Lalu hal-hal ribet itu mulai musnah dari kehidupanku ketika aku SMP. Aku berbondong-bondong bersama teman-teman SMP, pergi ke warnet untuk main friendster, facebook, atau sekedar main game. Kami kenal google dan punya sumber informasi tak terbatas dari situ. Pulang sekolah, menyisihkan dua tiga ribu uang saku kami untuk internetan selama satu jam, mengambilalih seluruh komputer di warnet sebelah sekolah dengan keberadaan kami. Bocah-bocah yang baru kenal internet. Di saat yang bersamaan pula aku mengenal artis-artis Korea dengan segala kerupawanan rupa dan gaya mereka saat menari di video klip yang kulihat dari Youtube. Atau lagu-lagu High School Musical yang semuanya bisa aku unduh secara cuma-cuma, aku cari lirik lagunya, dan kuhapalkan semua sampai di luar kepala. Jaman ketika aku mulai iseng menulis fanfiction untuk menyampaikan kepada publik tentang imajinasiku mengenai artis-artis Korea itu. Betapa aku begitu bergairah untuk memainkan jari-jariku di keyboard untuk sekedar posting fanfiction yang bersambung-sambung hanya untuk dibaca oleh orang lain. 

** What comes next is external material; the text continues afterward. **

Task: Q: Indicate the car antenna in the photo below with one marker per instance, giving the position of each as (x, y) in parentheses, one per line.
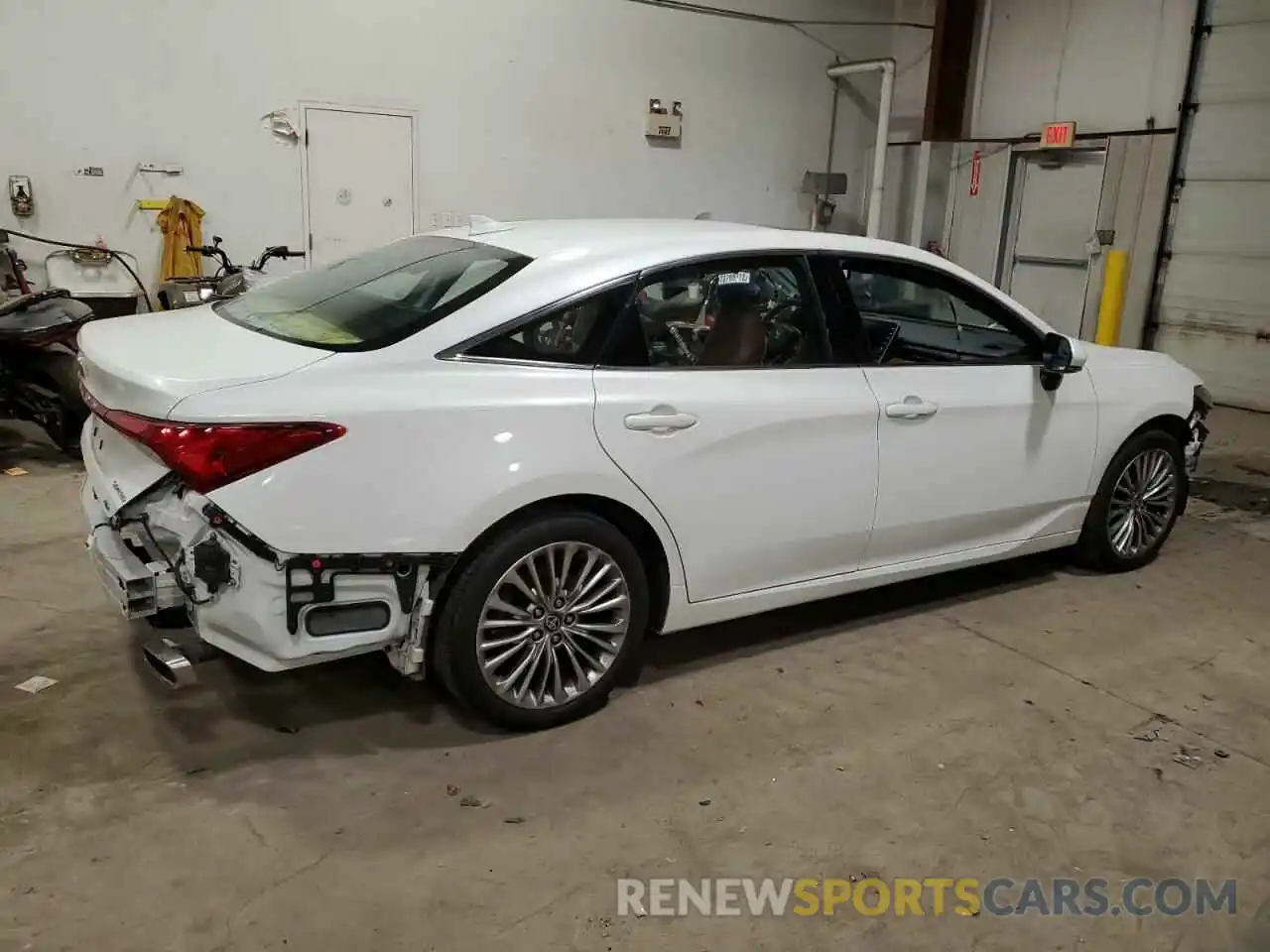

Sekarang sudah jamannya generasi ngapain-mikir-kan-ada-google. Tapi novel ini membuatku sadar bahwa pada akhirnya, keberlangsungan dunia maya itu bertumpu juga pada apa yang nyata. Aku sendiri sudah belajar untuk tidak terlalu antusias dengan apa yang ditawarkan internet. Karena ketercapaian yang ingin kuraih, sesungguhnya ada dari apa yang kulakukan secara nyata di dunia nyata. Bahwa internet menawarkan kebahagiaan semu yang membuat orang-orang lupa bahwa mereka bersandar pada tiang-tiang kehidupan nyata. Mereka terbang dengan sayap-sayap semu mereka. Sampai lupa bahwa nyatanya mereka hanya punya kaki yang tidak bisa dibawa terbang. Lupa bahwa mereka masih punya kehidupan nyata yang perlu dihidupkan. Novel ini bilang kepada seluruh penghuni dunia abad 21, bahwa jangan sampai terseret arus kehidupan maya yang justru bisa menghentikan denyut nadi kehidupan nyata. Jangan sampai manusia merasa tidak perlu pohon-pohon sungguhan lagi karena mereka pikir bisa bernafas dari pohon-pohon virtual yang mereka tanam. Atau merasa tidak perlu menghemat air lagi karena berpikir bisa minum dari air virtual. Jangan sampai.